Never say we don’t give you both sides.

Two-Daily Tune bonus track:

 

 


Boston Globe Stiffs Herald – After Herald Stiffs Worcester Telegram – on Boy-Beating Girl Golfer

October 28, 2017

The hardreading staff has on more than one occasion referred to the Boston Herald as a “lively index to the Boston Globe.”

But every now and again it’s the Globe that becomes a lowly caboose to the Herald.

Like yesterday.

Let’s begin with this piece in Thursday’s Herald.

TEEING OFF ON BOYS’ CLUB

Girl golfer wins tourney, MIAA withholds her trophy

The record books won’t note Emily Nash’s amazing three-over-par high school tournament victory — because she’s a girl.

That has golfers from all over the country calling to praise the 16-year-old Lunenburg High junior who beat all the boys.

“It still kind of stinks,” Nash told the Herald last night. She had to give up the trophy to the second-place finisher.

“I’m disappointed I didn’t get the trophy. But that’s OK. Even if I didn’t get the trophy, everyone knew my score,” she said. “In golf, it’s all about the rules.”

 

In the news business, though, the rules are slightly looser.

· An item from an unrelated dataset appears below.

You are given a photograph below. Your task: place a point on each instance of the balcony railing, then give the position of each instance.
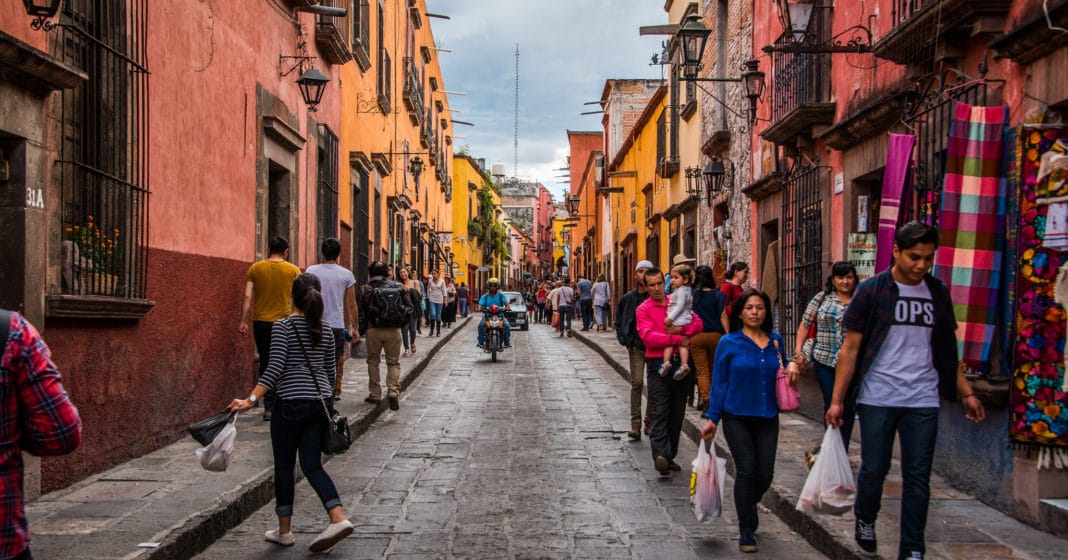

So on Friday, the Globe unblushingly ran this piece.

Girl golfer beats boys, denied trophy

MIAA rule book allows her to play, but not to win

She was allowed to golf with the boys, but the rules didn’t allow her to beat them.

So when Emily Nash, a Lunenburg High School junior, shot the best score at the Central region Division 3 high school golf tournament at Blissful Meadows in Uxbridge on Tuesday, officials had to hand the trophy to the best-scoring boy, who had finished four strokes back.

 

Drive the Herald nuts graf:

“The statewide rule that denied her a victory will be reviewed and possibly changed, high school sports officials said. On its face, it certainly seems like an injustice to deny a trophy to the golfer with the best score, and Nash’s story has quickly gained national attention, amplified by social media and highlighted on the Web page of the PGA.”

Not to mention local attention, which the Globe conveniently did not mention.

Low class, Globeniks. Very low class.